22 lipca na Scenie Malarnia odbędzie się premiera spektaklu Strategia w reżyserii Leszka Bzdyla.
Miejsce akcji:
- Polska. A w tej Polsce – pokoik, pokój. Ten pokój staje się teatrem. I są tam wygodne miejsca dla widzów. I jest tam aparatura teatralna i podłoga do tańczenia… i kilka jeszcze drobiazgów.
Czas akcji:
- Czas jest rozpięty pomiędzy to, co było a to, co jest teraz.
- Czas się miesza, bo nigdy nie chce być linearny.
- Czas się miesza tym bardziej, im więcej wysiłków, by go oswoić.
Akcja:
- Spowodowana jest obserwacją historyczno-socjologiczną.
- Punk postawił irokeza – strategia clowna.
- Człowiek na ulicy wrzeszczy – strategia psa.
- Jaś bawi się w sny i przebudzenia – strategia przetrwania.

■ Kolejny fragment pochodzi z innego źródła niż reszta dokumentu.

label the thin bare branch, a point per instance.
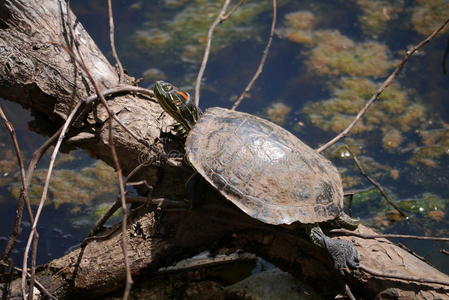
(112, 40)
(38, 284)
(382, 87)
(407, 278)
(445, 55)
(24, 193)
(375, 183)
(45, 191)
(118, 170)
(207, 51)
(399, 236)
(259, 70)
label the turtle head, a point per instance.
(178, 105)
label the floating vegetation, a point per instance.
(72, 186)
(427, 15)
(278, 112)
(298, 27)
(153, 74)
(377, 13)
(427, 204)
(435, 145)
(332, 53)
(189, 28)
(392, 139)
(396, 111)
(336, 54)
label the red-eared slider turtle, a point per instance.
(263, 169)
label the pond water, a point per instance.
(325, 62)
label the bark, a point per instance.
(40, 75)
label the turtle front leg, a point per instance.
(343, 253)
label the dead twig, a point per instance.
(382, 87)
(207, 50)
(39, 285)
(33, 232)
(375, 183)
(112, 40)
(445, 55)
(118, 170)
(259, 70)
(24, 193)
(379, 236)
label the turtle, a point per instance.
(263, 169)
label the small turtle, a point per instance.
(263, 169)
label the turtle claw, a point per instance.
(344, 254)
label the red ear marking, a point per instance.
(184, 95)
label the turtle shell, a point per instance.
(264, 169)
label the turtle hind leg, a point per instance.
(343, 253)
(345, 221)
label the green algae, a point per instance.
(184, 35)
(427, 204)
(428, 15)
(377, 13)
(278, 112)
(333, 53)
(336, 54)
(435, 145)
(397, 111)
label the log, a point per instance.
(39, 74)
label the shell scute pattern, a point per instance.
(263, 169)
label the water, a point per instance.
(323, 60)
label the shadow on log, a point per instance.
(43, 77)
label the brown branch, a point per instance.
(399, 236)
(44, 193)
(112, 40)
(118, 170)
(375, 183)
(445, 55)
(207, 51)
(406, 278)
(259, 70)
(382, 87)
(24, 193)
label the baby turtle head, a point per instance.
(178, 105)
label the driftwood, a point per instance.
(37, 73)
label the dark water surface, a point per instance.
(325, 58)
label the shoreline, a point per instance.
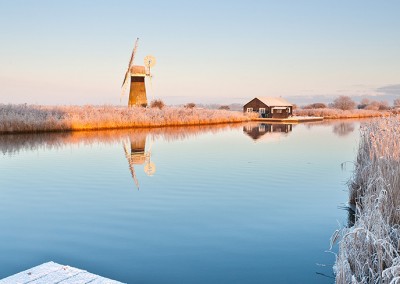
(369, 248)
(42, 119)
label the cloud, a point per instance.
(389, 89)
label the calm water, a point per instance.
(225, 204)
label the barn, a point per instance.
(269, 107)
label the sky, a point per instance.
(77, 52)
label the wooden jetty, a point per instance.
(51, 273)
(291, 120)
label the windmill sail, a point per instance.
(128, 72)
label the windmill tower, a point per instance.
(136, 75)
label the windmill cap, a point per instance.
(138, 70)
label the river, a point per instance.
(242, 203)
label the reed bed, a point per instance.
(331, 113)
(369, 250)
(36, 118)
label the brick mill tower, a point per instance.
(137, 74)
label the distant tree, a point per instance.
(190, 105)
(375, 105)
(344, 103)
(363, 104)
(396, 102)
(157, 104)
(315, 105)
(224, 107)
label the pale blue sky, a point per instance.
(76, 52)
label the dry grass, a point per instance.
(331, 113)
(369, 251)
(35, 118)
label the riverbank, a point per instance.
(36, 118)
(330, 113)
(369, 250)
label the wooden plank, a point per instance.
(32, 273)
(51, 273)
(57, 276)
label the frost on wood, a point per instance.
(369, 251)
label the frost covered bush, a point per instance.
(369, 251)
(34, 118)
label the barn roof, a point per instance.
(271, 101)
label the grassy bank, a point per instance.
(369, 251)
(330, 113)
(35, 118)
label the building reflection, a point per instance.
(137, 155)
(343, 128)
(263, 130)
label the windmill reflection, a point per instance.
(136, 154)
(256, 131)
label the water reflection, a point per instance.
(267, 131)
(340, 127)
(12, 144)
(136, 154)
(343, 128)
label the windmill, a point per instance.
(136, 74)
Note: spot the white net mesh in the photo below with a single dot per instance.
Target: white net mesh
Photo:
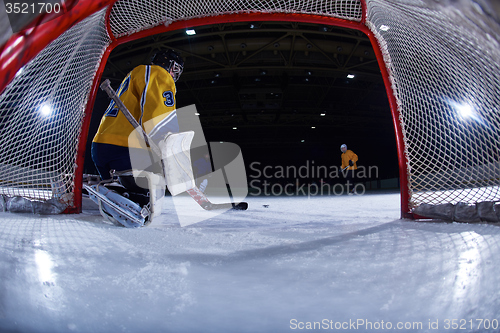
(41, 113)
(442, 60)
(128, 15)
(445, 71)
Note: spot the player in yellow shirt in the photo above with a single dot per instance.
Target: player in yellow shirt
(349, 159)
(148, 92)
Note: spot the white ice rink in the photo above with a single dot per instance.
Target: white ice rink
(336, 264)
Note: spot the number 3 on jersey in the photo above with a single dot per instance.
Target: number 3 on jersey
(169, 98)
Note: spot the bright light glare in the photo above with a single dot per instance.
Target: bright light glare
(464, 110)
(46, 110)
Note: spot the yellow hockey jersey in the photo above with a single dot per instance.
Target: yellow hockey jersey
(349, 156)
(148, 92)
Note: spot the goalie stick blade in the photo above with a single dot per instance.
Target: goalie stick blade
(203, 201)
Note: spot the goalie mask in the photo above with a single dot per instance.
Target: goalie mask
(171, 61)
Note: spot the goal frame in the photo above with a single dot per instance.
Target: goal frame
(23, 46)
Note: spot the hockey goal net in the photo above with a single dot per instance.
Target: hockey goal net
(440, 64)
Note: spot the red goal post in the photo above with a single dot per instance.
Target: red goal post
(81, 41)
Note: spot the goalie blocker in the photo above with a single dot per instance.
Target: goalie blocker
(177, 176)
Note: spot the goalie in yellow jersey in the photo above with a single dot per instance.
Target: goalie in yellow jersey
(148, 92)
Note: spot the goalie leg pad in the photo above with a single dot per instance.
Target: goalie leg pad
(176, 157)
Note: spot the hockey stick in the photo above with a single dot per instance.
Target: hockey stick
(128, 214)
(203, 201)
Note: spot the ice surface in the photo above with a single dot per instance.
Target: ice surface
(330, 261)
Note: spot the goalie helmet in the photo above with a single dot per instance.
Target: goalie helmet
(171, 61)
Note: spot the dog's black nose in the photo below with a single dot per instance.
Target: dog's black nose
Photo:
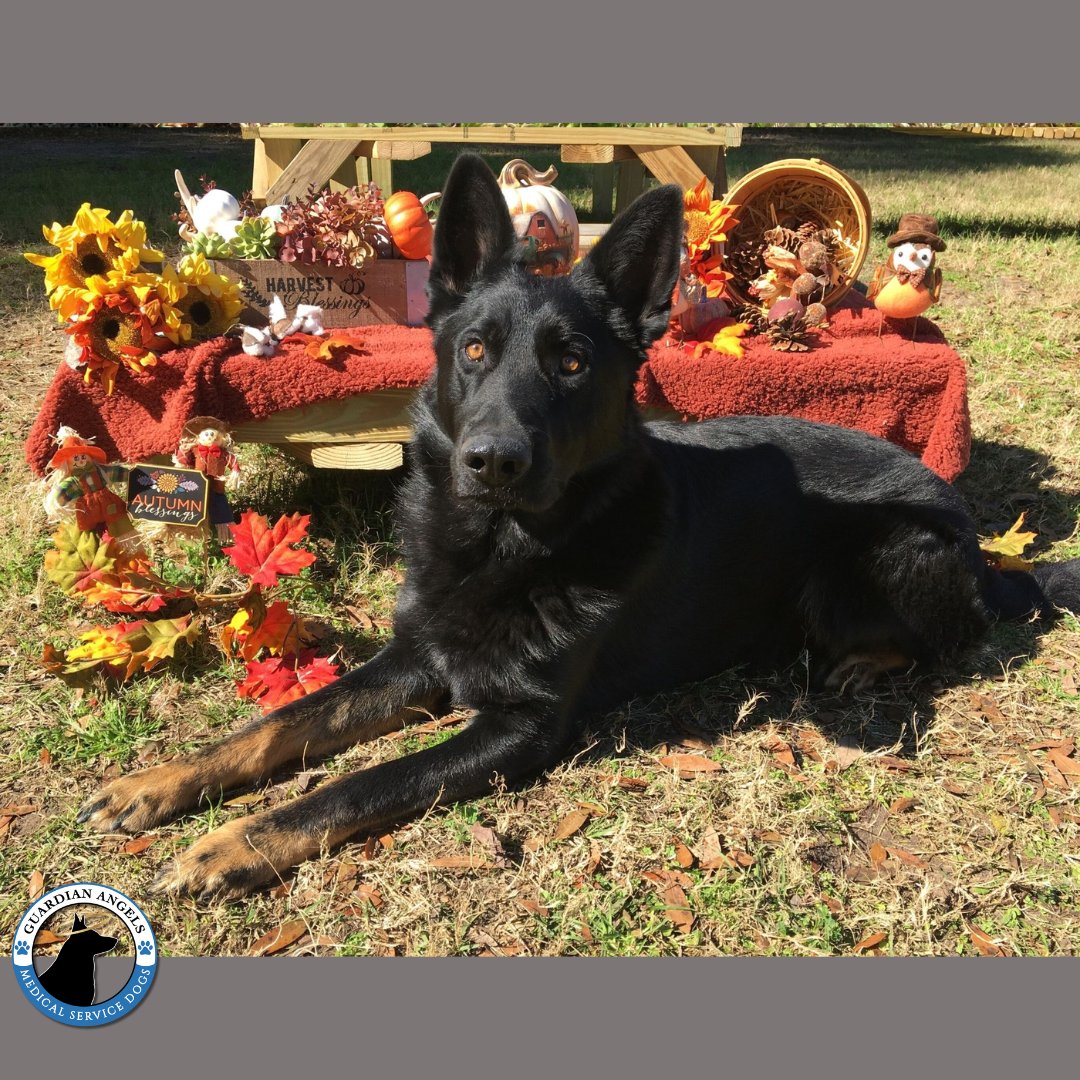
(497, 461)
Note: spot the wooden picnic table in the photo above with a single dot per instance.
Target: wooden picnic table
(289, 158)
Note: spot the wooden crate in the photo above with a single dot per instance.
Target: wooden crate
(383, 291)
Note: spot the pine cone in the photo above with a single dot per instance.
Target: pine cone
(755, 315)
(782, 237)
(790, 334)
(744, 260)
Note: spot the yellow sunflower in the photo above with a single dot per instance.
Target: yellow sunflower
(706, 221)
(91, 246)
(211, 302)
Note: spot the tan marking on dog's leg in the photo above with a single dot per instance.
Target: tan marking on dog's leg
(847, 673)
(240, 856)
(145, 799)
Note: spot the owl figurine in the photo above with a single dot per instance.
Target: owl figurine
(908, 283)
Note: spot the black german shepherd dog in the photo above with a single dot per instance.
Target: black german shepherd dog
(564, 556)
(72, 976)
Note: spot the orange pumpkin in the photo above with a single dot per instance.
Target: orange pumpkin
(407, 221)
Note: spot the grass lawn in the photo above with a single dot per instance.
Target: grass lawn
(927, 817)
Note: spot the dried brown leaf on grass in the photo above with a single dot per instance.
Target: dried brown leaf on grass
(689, 765)
(471, 862)
(279, 939)
(489, 841)
(684, 855)
(985, 944)
(872, 942)
(985, 706)
(137, 846)
(569, 824)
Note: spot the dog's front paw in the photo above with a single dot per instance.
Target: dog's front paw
(223, 865)
(142, 800)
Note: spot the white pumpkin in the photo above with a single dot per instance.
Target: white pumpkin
(543, 217)
(215, 211)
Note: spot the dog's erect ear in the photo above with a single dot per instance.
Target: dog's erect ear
(473, 233)
(637, 261)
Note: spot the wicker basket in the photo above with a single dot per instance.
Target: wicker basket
(809, 190)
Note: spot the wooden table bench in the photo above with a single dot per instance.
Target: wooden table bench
(288, 159)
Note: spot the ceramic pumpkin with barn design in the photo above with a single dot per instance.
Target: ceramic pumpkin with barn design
(543, 217)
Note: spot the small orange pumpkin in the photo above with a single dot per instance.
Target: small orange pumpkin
(408, 224)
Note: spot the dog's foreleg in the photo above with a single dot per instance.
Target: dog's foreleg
(255, 849)
(365, 703)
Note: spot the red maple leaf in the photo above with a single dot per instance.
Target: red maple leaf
(262, 552)
(326, 348)
(280, 679)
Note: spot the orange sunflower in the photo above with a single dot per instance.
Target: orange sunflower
(707, 221)
(111, 332)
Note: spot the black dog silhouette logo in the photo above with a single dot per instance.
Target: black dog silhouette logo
(84, 955)
(72, 975)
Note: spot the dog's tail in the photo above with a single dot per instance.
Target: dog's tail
(1015, 594)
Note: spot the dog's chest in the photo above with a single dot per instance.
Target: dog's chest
(505, 632)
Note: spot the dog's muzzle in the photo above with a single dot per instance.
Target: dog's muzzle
(495, 461)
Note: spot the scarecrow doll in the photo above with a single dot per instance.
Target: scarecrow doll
(82, 476)
(206, 445)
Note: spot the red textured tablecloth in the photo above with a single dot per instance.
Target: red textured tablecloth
(913, 393)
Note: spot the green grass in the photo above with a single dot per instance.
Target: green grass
(996, 861)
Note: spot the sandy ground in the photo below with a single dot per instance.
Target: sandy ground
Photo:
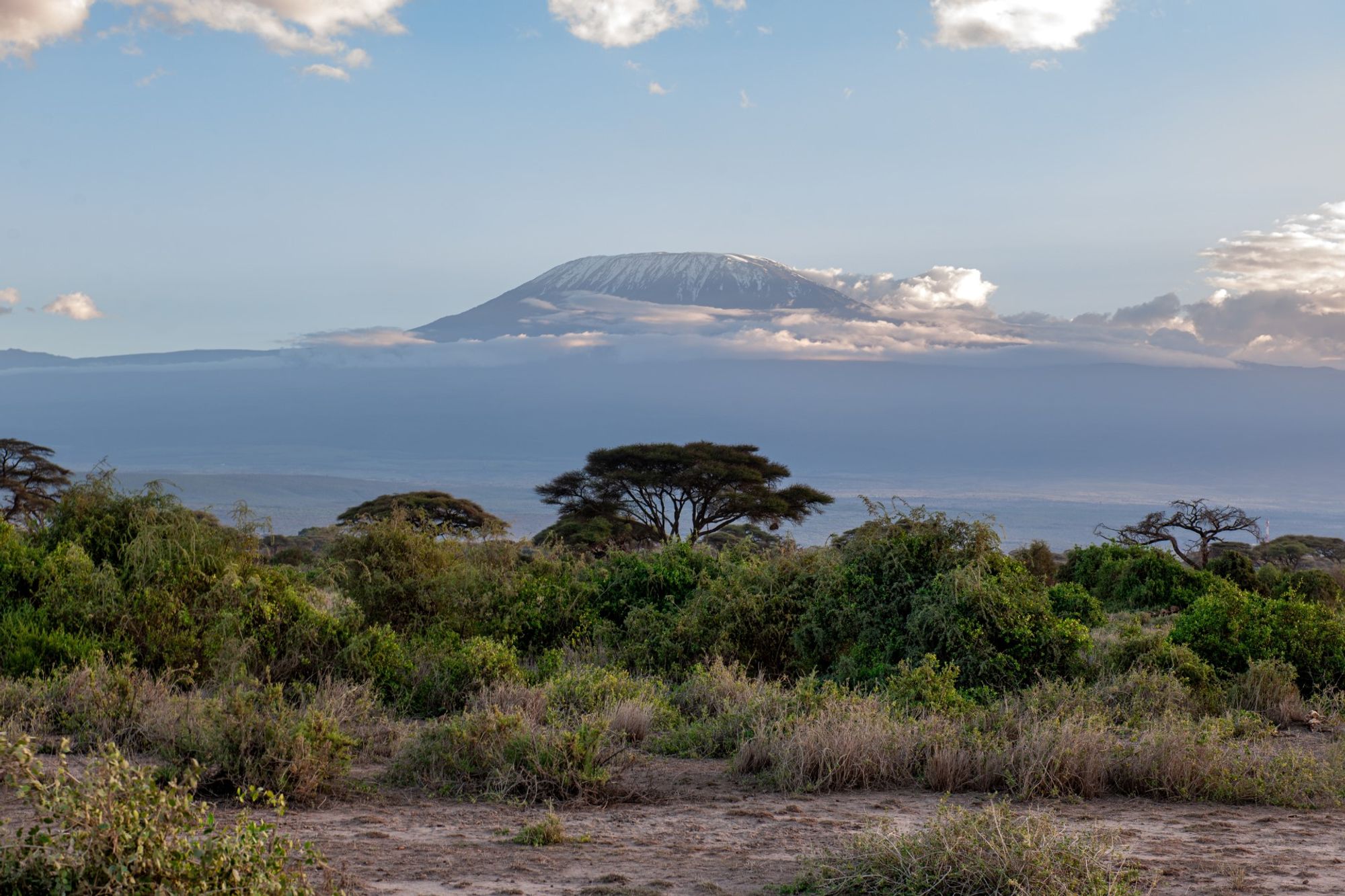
(703, 831)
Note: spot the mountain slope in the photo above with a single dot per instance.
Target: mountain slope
(602, 291)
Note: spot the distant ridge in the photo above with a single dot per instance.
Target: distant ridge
(553, 302)
(21, 360)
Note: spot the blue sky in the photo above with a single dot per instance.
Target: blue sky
(233, 201)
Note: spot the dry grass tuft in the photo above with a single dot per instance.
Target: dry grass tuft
(987, 852)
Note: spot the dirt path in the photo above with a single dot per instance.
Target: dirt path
(701, 831)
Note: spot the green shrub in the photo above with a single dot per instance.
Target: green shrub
(1155, 651)
(399, 575)
(1231, 627)
(974, 853)
(1071, 600)
(930, 685)
(1237, 567)
(1316, 585)
(32, 645)
(1133, 577)
(20, 563)
(996, 623)
(115, 829)
(856, 622)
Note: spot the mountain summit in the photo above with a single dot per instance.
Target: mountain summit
(650, 291)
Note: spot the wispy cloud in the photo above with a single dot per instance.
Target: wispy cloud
(30, 25)
(364, 338)
(323, 71)
(314, 28)
(623, 24)
(76, 306)
(1020, 25)
(150, 79)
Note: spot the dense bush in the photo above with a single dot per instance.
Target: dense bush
(1230, 627)
(115, 829)
(1316, 585)
(508, 755)
(1071, 600)
(1135, 577)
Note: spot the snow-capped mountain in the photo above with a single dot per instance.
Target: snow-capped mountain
(650, 291)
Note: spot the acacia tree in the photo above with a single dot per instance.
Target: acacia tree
(436, 512)
(30, 481)
(664, 491)
(1190, 528)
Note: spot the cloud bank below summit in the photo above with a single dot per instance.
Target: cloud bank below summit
(1278, 298)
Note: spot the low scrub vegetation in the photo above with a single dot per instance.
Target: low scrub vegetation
(909, 651)
(116, 829)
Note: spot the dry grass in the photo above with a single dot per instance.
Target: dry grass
(1034, 748)
(987, 852)
(1269, 688)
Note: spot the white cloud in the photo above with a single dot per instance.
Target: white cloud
(365, 338)
(323, 71)
(623, 24)
(941, 287)
(1020, 25)
(76, 306)
(150, 79)
(30, 25)
(315, 28)
(1303, 253)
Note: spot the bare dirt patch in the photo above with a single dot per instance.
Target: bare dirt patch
(700, 830)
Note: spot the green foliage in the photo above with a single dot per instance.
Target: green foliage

Leszek Bzdyl o spektaklu: „Dawno, dawno temu, to znaczy 11 stycznia 2003 roku po raz pierwszy opowiedziałam tę historię. Powiedzmy, że Strategia była wówczas spektaklem apolitycznym. Powiedzmy, że była ona wyznaniem oportunisty. Powiedzmy, że wystawianie Strategii, do połowy 2005 roku, niosło z sobą urok dojrzałej niedojrzałości. Ta opowieść o Jasiu w błędnym kole doświadczeń, niespodziewanie/spodziewanie w 2005 roku straciła swoją lekkość. W Państwie na Pe, czyli tam, gdzie zagubiony jest bohater Strategii, obudzono się ze snu pod tytułem: Właściwie, to wszystko jest w miarę dobrze, nieprawdaż? Wróciła Historia, a z nią retoryka bieli-czerni. Zaczęto budować barykadę i pozycjonować przeciwników. W 2005 roku postawiono jedno z najokrutniejszych pytań: „Po której stronie barykady jesteś? Czy aby nie tam, gdzie niegdyś stało ZOMO?”. I to pytanie, które zawisło nade mną w Państwie na Pe zmieniło, w moim odczuciu, wymowę spektaklu. Strategia zrymowała się z Polityką. I chcąc być wolnym od Tego Wszystkiego wycofałem, w owym 2005 roku, tytuł z mojego repertuaru. Ale błędne koło, zaklęte koło Historii, znowu utknęło w glinie i nie mogąc się z tej gliny wydobyć żłobi w ziemi coraz głębszą dziurę. Ostatnio stale wracałem do opowieści zapisanej w Strategii. Zastanawiałem się, czy nie zaryzykować, czy nie wznowić tego spektaklu. Mój bohater byłby już pięćdziesięcioletnim mężczyzną, a jego przemieszczanie się z teraz, które jest snem, w przeszłość, która jest przebudzeniem, byłoby jeszcze dotkliwsze. Koniec końców, podejmuję ryzyko ponownego wejścia do tej samej rzeki. Muszę sprawdzić, czy Strategia zarezonuje w kontekście obecnej zawieruchy politycznej. Czy ten one-men-show o próbie przetrwania w ciężkich czasach spotka się z widownią, jak bohater Strategii, zagubioną w Państwie na Pe?”